Former Acadiana Outreach Center Worker Pleads Guilty to Bribery Conspiracy in District Attorney OWI Case

For Immediate Release
U.S. Attorney's Office, Western District of Louisiana

LAFAYETTE, La: United States Attorney Stephanie A. Finley announced today that former Acadiana Outreach Center employee Sandra Degeyter, 61, of Lafayette, pleaded guilty to a one-count Bill of Information charging her with conspiracy to commit bribery.

This plea is related to the bribery investigation of former employees of the 15th Judicial District Attorney’s Office who accepted bribes in return for their participation in the facilitation of “immediate 894 pleas.” This is the fifth plea related to the bribery scheme.

The Louisiana Code of Criminal Procedure Article 894 provides a procedure by which a person can initially plead guilty to a crime with the understanding that the conviction will be set aside if the person successfully completes certain requirements imposed during a probationary period, including community service.
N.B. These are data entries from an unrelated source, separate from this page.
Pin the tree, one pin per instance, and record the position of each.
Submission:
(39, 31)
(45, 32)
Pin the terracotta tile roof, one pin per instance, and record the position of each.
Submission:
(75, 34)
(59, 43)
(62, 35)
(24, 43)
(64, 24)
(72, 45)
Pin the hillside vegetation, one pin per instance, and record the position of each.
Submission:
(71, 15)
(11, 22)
Degeyter made the following admissions in open court before Magistrate Judge Patrick J. Hanna as outlined in her factual stipulations entered during the guilty plea hearings today:

Degeyter worked as a case manager for Acadiana Outreach from March 2008 to October 2009. Beginning in 2008 and continuing until Feb. 17, 2012, Degeyter conspired to provide false and fraudulent Acadiana Outreach community service certificates to an unnamed, uncharged co-conspirator in exchange for money. The fraudulent certificates purportedly confirmed that “clients” of the co-conspirator had completed court-ordered community service, when in fact they had not. The co-conspirator paid Degeyter cash, $100 per certificate, and also made in-kind contributions to Acadiana Outreach for the false certificates. Degeyter admitted producing more than 50 false certificates between the spring of 2008 and October 2009.
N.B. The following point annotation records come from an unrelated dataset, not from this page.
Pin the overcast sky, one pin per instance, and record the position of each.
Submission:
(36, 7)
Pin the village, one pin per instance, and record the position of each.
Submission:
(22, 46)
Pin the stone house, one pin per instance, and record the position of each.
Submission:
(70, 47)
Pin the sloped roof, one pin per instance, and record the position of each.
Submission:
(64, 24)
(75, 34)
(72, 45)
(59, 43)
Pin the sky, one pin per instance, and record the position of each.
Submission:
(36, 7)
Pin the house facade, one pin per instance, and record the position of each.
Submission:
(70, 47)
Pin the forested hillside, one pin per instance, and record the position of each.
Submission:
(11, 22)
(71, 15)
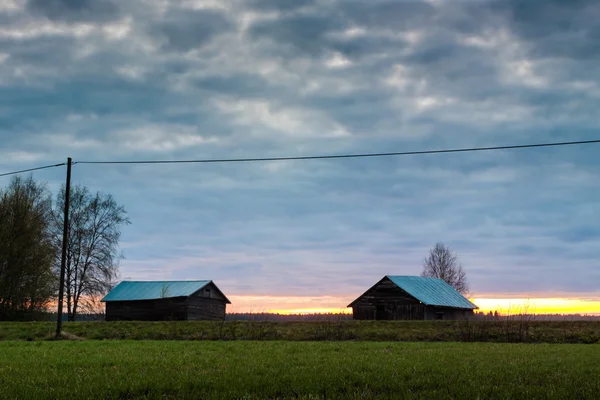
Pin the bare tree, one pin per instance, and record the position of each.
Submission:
(26, 251)
(442, 263)
(92, 261)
After Degeyter left Acadiana Outreach in October of 2009, she asked Elaine Crump, who was still employed as a case manager at Acadiana Outreach, to assist her with continuing the fraudulent scheme. The two agreed that Degeyter would continue to create fraudulent Acadiana Outreach community service certificates, and in exchange for cash payments, Crump would permit Degeyter to sign Crump’s name on the fraudulent certificates. Crump previously pleaded guilty on Feb. 5, 2013, to misprision of a felony.

Degeyter began to provide cash payments to Crump ranging from $25 to $100, which was a portion of the cash Degeyter received from the co-conspirator. Degeyter provided Crump with the names of the people she had prepared false certificates for and the number of community service hours the certificates falsely stated had been completed. Degeyter did this so that if questioned by anyone, Crump could falsely verify the accuracy of the certificates.
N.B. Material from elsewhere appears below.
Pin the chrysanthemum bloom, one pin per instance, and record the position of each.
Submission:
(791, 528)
Crump was laid off from Acadiana Outreach in September 2011. Shortly thereafter, Degeyter and Crump agreed that Degeyter would continue to create additional certificates and sign Crump’s name on them, but would backdate the documents to dates within Crump’s employment at Acadiana Outreach. In exchange, the co-conspirator would continue to pay Degeyter, and she would continue to share those payments with Crump. Degeyter’s payments to Crump continued until December of 2011.

Degeyter faces a maximum penalty of five years in prison, a $250,000 fine or both with up to three years of supervised release for the conspiracy count.

“The defendant’s actions were motivated by greed,” Finley said. “Her criminal activity has not only affected the justice system, but it has tarnished the good work of her former employer. Those involved in this case did not seem to consider the far-reaching damage that their actions would have on our community and the agencies that serve it.”

The FBI conducted the investigation. Assistant U.S. Attorneys John Luke Walker and Richard Willis are prosecuting the case.